Blood rushed to my cheeks and I froze. That was me. How did this happen? Why?! All faces turned towards me. I ignored their stares and walked towards the stage. On the way I walked past my friend, Erica. Her face was still. Tears fell out of her eyes. Her curly red hair concealed her face when she looked down at the ground. I climbed up the steps and walked onto the stage. Every single eye was on me.
"Edward Richards." Effie called out. I hadn't realised she had chosen the boy tribute. My mind was somewhere far away.
I knew Edward. He's two years older than me. We were friends a few years back. His brown hair was in it's usual style. Brushed back. He didn't look shocked at all. Maybe he isn't sad that he's going to die. Maybe he thinks he has a chance. I know I have a slim chance at winning. I can fight. I'm good at throwing objects. Ed was the one who taught me to fight. We stopped being friends after an argument. I can't remember what the argument was about.
We shook hands and I looked into his warm blue eyes.
"I'm sorry." I whispered. He nodded and whispered that he was sorry too. We were led into the Justice Building by Peacekeepers and we were given separate rooms to stay in for an hour before we got the train to the Capitol.
The room had a nice leather sofa at the far end and I immediately walked over to it. I sat down and waited to be able to see my mother and father. When they were allowed in, only mother came to see me.
"Your father isn't here." She mumbled. She looked as if she was somewhere distant. Her expression told me not to ask.
"Bye." I mumbled and ran up to her and hugged her.
"Hopefully District 12 will have a winner this year. You have a chance at winning. Lucky Ed taught you how to fight." She giggled.
"Hmm." I replied. Tears escaped my eyes. This is the last time I'm going to see my mother - if I don't win. I won't win though. Think about all of the career tributes. (Tributes from District one and two, they always have enough to eat and always join up).
"Don't cry, Al." Mother said softly and wiped away the tears. Then the time was up and Peacekeepers came in to take her away.
"I love you!" I called out.
"I love you too! Win!" Mother cried back. Then the door slammed shut. I was alone. Then the door opened once more. Erica walked in cautiously. Her eyes bright red where she has been crying.

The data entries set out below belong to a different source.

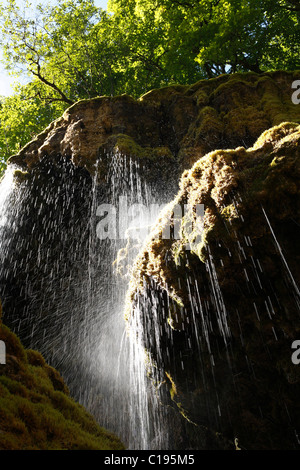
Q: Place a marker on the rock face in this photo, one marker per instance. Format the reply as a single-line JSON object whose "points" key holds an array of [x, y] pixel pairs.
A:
{"points": [[219, 319], [228, 307], [180, 123]]}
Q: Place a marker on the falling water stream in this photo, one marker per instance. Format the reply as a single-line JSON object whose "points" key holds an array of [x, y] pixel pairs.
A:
{"points": [[68, 242], [73, 303]]}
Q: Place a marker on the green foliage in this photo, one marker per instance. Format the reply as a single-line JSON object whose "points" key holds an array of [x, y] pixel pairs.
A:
{"points": [[36, 411], [75, 50], [24, 115]]}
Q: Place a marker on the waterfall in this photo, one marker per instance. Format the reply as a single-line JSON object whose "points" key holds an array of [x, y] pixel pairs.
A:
{"points": [[65, 295]]}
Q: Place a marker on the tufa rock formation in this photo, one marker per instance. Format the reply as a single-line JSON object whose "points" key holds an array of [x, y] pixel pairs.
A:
{"points": [[226, 311], [228, 306]]}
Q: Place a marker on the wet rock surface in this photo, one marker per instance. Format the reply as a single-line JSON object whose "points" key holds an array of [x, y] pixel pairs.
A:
{"points": [[219, 319], [228, 307]]}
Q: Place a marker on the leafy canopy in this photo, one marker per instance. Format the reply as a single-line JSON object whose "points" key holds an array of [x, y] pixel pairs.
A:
{"points": [[75, 50]]}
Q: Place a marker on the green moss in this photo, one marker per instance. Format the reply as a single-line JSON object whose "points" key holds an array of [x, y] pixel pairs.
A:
{"points": [[36, 411]]}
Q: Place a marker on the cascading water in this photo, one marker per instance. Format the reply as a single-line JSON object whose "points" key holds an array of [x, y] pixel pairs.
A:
{"points": [[71, 306]]}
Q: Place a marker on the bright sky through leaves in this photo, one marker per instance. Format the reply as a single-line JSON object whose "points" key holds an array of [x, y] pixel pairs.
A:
{"points": [[6, 81]]}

"Hey." I mumbled and she came and sat next to me on the sofa.
"Hey. You can win. I have seen you fight." She told me. I nodded.

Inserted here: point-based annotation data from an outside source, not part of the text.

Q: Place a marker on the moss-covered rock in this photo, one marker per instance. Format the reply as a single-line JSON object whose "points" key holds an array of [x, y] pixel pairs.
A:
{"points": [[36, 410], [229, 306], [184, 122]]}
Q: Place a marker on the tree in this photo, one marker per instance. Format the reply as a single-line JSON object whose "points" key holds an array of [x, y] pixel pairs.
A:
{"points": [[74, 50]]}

"Hopefully. I'm scared. What if the other tributes are much, much stronger than me?" I asked her. Looking into her eyes.
"You're strong. Don't forget that. You have a really good chance. Oh, one more thing, team up with Edward. You two were great friends."
"I won't forget. Sure. I will win. I promise." I said smiling at her. Then the door open and Erica had to leave.

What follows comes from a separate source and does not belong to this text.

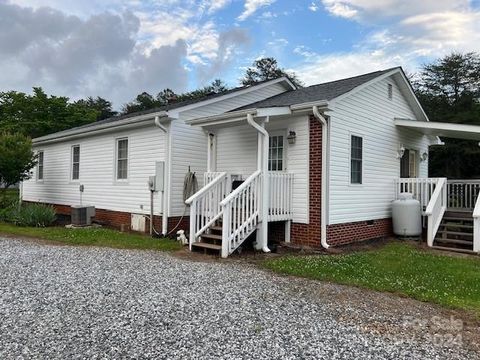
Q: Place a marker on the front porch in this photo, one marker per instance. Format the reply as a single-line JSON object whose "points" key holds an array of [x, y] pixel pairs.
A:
{"points": [[450, 211], [226, 211]]}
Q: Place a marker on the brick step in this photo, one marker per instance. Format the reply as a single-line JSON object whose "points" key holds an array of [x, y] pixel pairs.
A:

"Good luck." She said, smiling back at me. Her voice cracked a little and more tears tumbled out of her eye. Then she stumbled out of the door.
No one would come to see me. I had to wait for the hour to be up. Then I would be on that stupid train and be able to ask Ed if he wanted to team up. Allies are good. But eventually you have to break allies and kill one another or watch the other get killed. I know Ed would kill me. I would let him. He's much stronger than me. I have only won a fight with him once.
Soon enough I was in the car and on the way to the train station. It's the first time I have ever been in a car. Might as well make the memory last. When we arrived we had to stand outside the doors of the trains and let all of the reporters take pictures of us and film us. Luckily I hadn't cried a lot.